But for the first time in decades, a structural rise in interest rates could materialize through 2030 as millennials enter their peak earnings age of 30-50, according to a Wednesday note from Fundstrat's Tom Lee.

Since 2016, the five-year growth rate of US adults in their "Prime Leverage Age" turned positive and continues to rise after being in a virtual freefall since the early 1990s. A similar upturn in 1972 through the 1980s coincided with a substantial rise in interest rates, Lee observed.

Americans are thought to enter their prime leverage age once they hit 30 and through 50, as they often get married, form a family, take on mortgage debt to buy a house, and see a sizable increase in their annual wages.

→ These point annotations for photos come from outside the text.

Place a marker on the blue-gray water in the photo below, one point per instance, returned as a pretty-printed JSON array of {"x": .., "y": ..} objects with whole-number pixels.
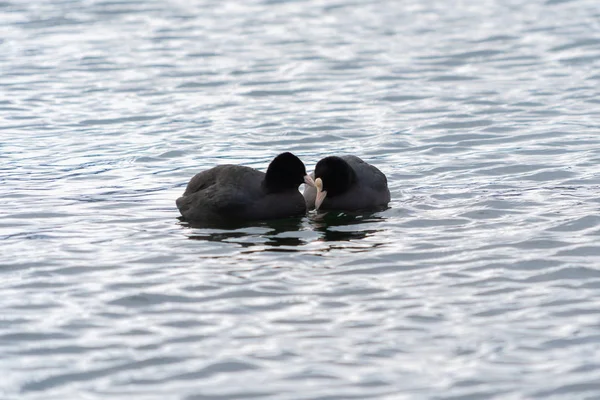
[{"x": 481, "y": 281}]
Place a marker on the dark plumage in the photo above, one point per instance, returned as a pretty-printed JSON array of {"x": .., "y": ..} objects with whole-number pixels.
[
  {"x": 347, "y": 183},
  {"x": 234, "y": 192}
]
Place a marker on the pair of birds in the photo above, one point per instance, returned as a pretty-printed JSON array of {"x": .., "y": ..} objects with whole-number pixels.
[{"x": 234, "y": 192}]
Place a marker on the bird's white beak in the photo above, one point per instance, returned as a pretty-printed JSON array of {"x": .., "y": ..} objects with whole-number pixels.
[
  {"x": 309, "y": 181},
  {"x": 321, "y": 194}
]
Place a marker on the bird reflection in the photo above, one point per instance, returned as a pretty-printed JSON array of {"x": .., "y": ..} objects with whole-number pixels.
[
  {"x": 228, "y": 231},
  {"x": 324, "y": 221},
  {"x": 337, "y": 229}
]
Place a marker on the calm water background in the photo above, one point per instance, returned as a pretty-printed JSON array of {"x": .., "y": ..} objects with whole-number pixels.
[{"x": 481, "y": 281}]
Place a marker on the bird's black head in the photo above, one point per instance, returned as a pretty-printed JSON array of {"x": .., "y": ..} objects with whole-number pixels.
[
  {"x": 285, "y": 172},
  {"x": 336, "y": 175}
]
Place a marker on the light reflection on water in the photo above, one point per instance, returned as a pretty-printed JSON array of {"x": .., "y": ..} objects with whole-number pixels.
[{"x": 479, "y": 281}]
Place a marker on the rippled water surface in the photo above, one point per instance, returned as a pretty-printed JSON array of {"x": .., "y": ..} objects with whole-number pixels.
[{"x": 481, "y": 281}]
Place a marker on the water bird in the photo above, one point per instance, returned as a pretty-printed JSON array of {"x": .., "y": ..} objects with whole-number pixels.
[
  {"x": 347, "y": 183},
  {"x": 235, "y": 192}
]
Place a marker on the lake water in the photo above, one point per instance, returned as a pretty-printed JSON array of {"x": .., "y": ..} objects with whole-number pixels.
[{"x": 481, "y": 281}]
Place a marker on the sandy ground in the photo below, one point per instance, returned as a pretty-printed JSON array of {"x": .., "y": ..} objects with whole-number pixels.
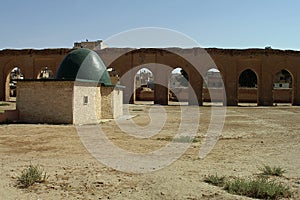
[{"x": 251, "y": 137}]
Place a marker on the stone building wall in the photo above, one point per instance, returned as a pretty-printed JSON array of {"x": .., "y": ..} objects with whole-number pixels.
[
  {"x": 45, "y": 101},
  {"x": 87, "y": 103},
  {"x": 111, "y": 102}
]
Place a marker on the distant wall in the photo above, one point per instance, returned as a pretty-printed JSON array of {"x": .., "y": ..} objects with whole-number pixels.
[
  {"x": 45, "y": 101},
  {"x": 111, "y": 102}
]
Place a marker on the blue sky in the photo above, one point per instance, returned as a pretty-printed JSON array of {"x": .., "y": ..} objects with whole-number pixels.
[{"x": 212, "y": 23}]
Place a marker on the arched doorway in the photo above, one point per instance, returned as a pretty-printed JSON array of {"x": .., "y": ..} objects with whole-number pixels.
[
  {"x": 114, "y": 75},
  {"x": 247, "y": 90},
  {"x": 45, "y": 73},
  {"x": 213, "y": 87},
  {"x": 178, "y": 85},
  {"x": 283, "y": 87},
  {"x": 144, "y": 86},
  {"x": 11, "y": 83}
]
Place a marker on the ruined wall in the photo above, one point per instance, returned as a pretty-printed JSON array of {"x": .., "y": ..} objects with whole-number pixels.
[
  {"x": 265, "y": 63},
  {"x": 45, "y": 101},
  {"x": 111, "y": 102}
]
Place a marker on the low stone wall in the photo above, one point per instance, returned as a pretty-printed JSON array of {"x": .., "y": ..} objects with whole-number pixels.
[
  {"x": 45, "y": 101},
  {"x": 9, "y": 116},
  {"x": 86, "y": 103},
  {"x": 282, "y": 95}
]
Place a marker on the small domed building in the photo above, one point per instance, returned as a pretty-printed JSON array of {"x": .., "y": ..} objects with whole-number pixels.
[{"x": 81, "y": 93}]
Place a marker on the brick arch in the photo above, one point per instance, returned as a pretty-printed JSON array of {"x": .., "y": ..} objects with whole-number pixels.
[
  {"x": 139, "y": 57},
  {"x": 248, "y": 94},
  {"x": 7, "y": 71},
  {"x": 283, "y": 95},
  {"x": 52, "y": 68},
  {"x": 248, "y": 69}
]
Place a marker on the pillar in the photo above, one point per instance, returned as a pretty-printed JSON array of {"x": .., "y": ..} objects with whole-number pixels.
[
  {"x": 195, "y": 89},
  {"x": 161, "y": 82},
  {"x": 230, "y": 85},
  {"x": 296, "y": 89},
  {"x": 265, "y": 89},
  {"x": 127, "y": 80}
]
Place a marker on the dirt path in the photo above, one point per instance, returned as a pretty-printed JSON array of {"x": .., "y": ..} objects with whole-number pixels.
[{"x": 251, "y": 137}]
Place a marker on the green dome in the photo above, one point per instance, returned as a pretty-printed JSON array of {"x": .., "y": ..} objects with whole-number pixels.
[{"x": 85, "y": 65}]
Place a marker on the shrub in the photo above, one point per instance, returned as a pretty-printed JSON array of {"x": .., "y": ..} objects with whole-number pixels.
[
  {"x": 31, "y": 175},
  {"x": 215, "y": 180},
  {"x": 271, "y": 171},
  {"x": 260, "y": 188},
  {"x": 185, "y": 139}
]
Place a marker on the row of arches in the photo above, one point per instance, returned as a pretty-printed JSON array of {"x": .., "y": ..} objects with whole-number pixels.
[
  {"x": 16, "y": 74},
  {"x": 248, "y": 84}
]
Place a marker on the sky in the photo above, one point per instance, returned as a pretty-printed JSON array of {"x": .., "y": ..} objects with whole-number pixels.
[{"x": 211, "y": 23}]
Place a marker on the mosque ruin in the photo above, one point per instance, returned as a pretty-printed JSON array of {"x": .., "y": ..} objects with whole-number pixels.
[{"x": 262, "y": 76}]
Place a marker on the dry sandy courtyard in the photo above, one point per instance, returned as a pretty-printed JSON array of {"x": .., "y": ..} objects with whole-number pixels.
[{"x": 251, "y": 137}]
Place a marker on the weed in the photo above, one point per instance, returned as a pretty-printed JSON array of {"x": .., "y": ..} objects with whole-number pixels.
[
  {"x": 31, "y": 175},
  {"x": 215, "y": 180},
  {"x": 271, "y": 171},
  {"x": 260, "y": 188}
]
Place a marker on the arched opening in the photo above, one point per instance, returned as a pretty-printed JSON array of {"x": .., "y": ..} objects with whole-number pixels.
[
  {"x": 283, "y": 87},
  {"x": 247, "y": 90},
  {"x": 11, "y": 83},
  {"x": 178, "y": 85},
  {"x": 114, "y": 75},
  {"x": 144, "y": 86},
  {"x": 45, "y": 73},
  {"x": 213, "y": 87}
]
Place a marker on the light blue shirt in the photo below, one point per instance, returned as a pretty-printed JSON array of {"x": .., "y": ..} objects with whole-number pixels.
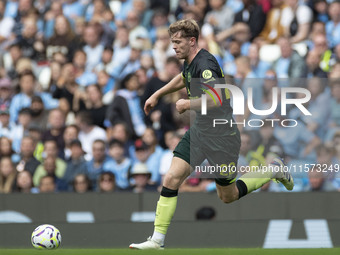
[
  {"x": 120, "y": 171},
  {"x": 21, "y": 100},
  {"x": 282, "y": 67},
  {"x": 333, "y": 33}
]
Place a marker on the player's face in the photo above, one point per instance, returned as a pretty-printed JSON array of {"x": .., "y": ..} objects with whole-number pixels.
[{"x": 181, "y": 45}]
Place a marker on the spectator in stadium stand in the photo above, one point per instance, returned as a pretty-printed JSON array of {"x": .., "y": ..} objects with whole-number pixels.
[
  {"x": 52, "y": 164},
  {"x": 248, "y": 79},
  {"x": 66, "y": 87},
  {"x": 275, "y": 26},
  {"x": 73, "y": 9},
  {"x": 107, "y": 182},
  {"x": 334, "y": 112},
  {"x": 83, "y": 77},
  {"x": 95, "y": 10},
  {"x": 143, "y": 155},
  {"x": 134, "y": 61},
  {"x": 71, "y": 133},
  {"x": 6, "y": 149},
  {"x": 95, "y": 166},
  {"x": 118, "y": 164},
  {"x": 141, "y": 178},
  {"x": 6, "y": 93},
  {"x": 5, "y": 125},
  {"x": 88, "y": 132},
  {"x": 290, "y": 64},
  {"x": 47, "y": 184},
  {"x": 320, "y": 8},
  {"x": 120, "y": 132},
  {"x": 126, "y": 106},
  {"x": 23, "y": 99},
  {"x": 107, "y": 85},
  {"x": 220, "y": 18},
  {"x": 105, "y": 60},
  {"x": 121, "y": 52},
  {"x": 18, "y": 131},
  {"x": 55, "y": 9},
  {"x": 320, "y": 44},
  {"x": 161, "y": 117},
  {"x": 162, "y": 48},
  {"x": 333, "y": 26},
  {"x": 56, "y": 123},
  {"x": 252, "y": 11},
  {"x": 63, "y": 39},
  {"x": 13, "y": 56},
  {"x": 258, "y": 66},
  {"x": 7, "y": 175},
  {"x": 95, "y": 106},
  {"x": 297, "y": 18},
  {"x": 93, "y": 48},
  {"x": 142, "y": 7},
  {"x": 30, "y": 42},
  {"x": 151, "y": 139},
  {"x": 136, "y": 30},
  {"x": 232, "y": 52},
  {"x": 318, "y": 106},
  {"x": 6, "y": 26},
  {"x": 75, "y": 165},
  {"x": 82, "y": 184},
  {"x": 39, "y": 113},
  {"x": 24, "y": 182},
  {"x": 313, "y": 65},
  {"x": 24, "y": 7},
  {"x": 159, "y": 20},
  {"x": 27, "y": 161}
]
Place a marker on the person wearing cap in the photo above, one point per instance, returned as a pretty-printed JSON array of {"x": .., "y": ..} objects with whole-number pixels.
[
  {"x": 141, "y": 177},
  {"x": 75, "y": 165}
]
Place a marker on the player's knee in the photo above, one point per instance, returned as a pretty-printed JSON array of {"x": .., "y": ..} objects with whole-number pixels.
[
  {"x": 171, "y": 180},
  {"x": 227, "y": 199}
]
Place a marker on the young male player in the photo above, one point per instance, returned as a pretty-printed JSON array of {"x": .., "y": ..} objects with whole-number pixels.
[{"x": 219, "y": 145}]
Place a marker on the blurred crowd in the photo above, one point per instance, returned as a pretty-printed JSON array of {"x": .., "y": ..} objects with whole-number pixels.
[{"x": 74, "y": 76}]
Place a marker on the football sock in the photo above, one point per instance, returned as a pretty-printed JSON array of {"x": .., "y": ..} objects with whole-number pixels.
[
  {"x": 166, "y": 207},
  {"x": 252, "y": 181}
]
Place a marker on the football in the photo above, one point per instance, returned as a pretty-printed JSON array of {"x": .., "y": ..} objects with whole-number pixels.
[{"x": 46, "y": 237}]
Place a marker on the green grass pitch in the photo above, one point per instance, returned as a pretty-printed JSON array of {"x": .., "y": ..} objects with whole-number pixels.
[{"x": 226, "y": 251}]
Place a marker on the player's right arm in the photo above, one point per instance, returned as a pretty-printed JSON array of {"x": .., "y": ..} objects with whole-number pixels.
[{"x": 175, "y": 84}]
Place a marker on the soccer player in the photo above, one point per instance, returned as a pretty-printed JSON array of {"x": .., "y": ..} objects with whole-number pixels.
[{"x": 219, "y": 145}]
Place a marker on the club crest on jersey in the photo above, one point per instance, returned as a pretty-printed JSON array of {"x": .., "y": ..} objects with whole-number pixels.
[
  {"x": 189, "y": 77},
  {"x": 207, "y": 74}
]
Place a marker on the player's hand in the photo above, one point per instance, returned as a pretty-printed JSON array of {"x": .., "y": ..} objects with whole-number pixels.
[
  {"x": 182, "y": 105},
  {"x": 150, "y": 104}
]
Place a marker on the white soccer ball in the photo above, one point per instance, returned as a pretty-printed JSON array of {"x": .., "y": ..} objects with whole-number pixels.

This leverage is what helps fuel growth in the economy, which is constructive for a rise in interest rates, according to Lee.

"In fact, even the upturn in 'prime age' Americans also argues for CPI or inflation to rise. Since 1935, there seems to be a casual relationship between this growth of the cohort and CPI," Lee explained, before adding, "if true in today's context, inflation should be rising over the next decade."

To position for a potential lasting jump in interest rates, Lee recommends investors buy cyclical stocks in the industrials, energy, and financials sectors that are tied to a physical reopening of the economy.

"If interest rates are set to move higher, this is a tailwind for Epicenter stocks," Lee said.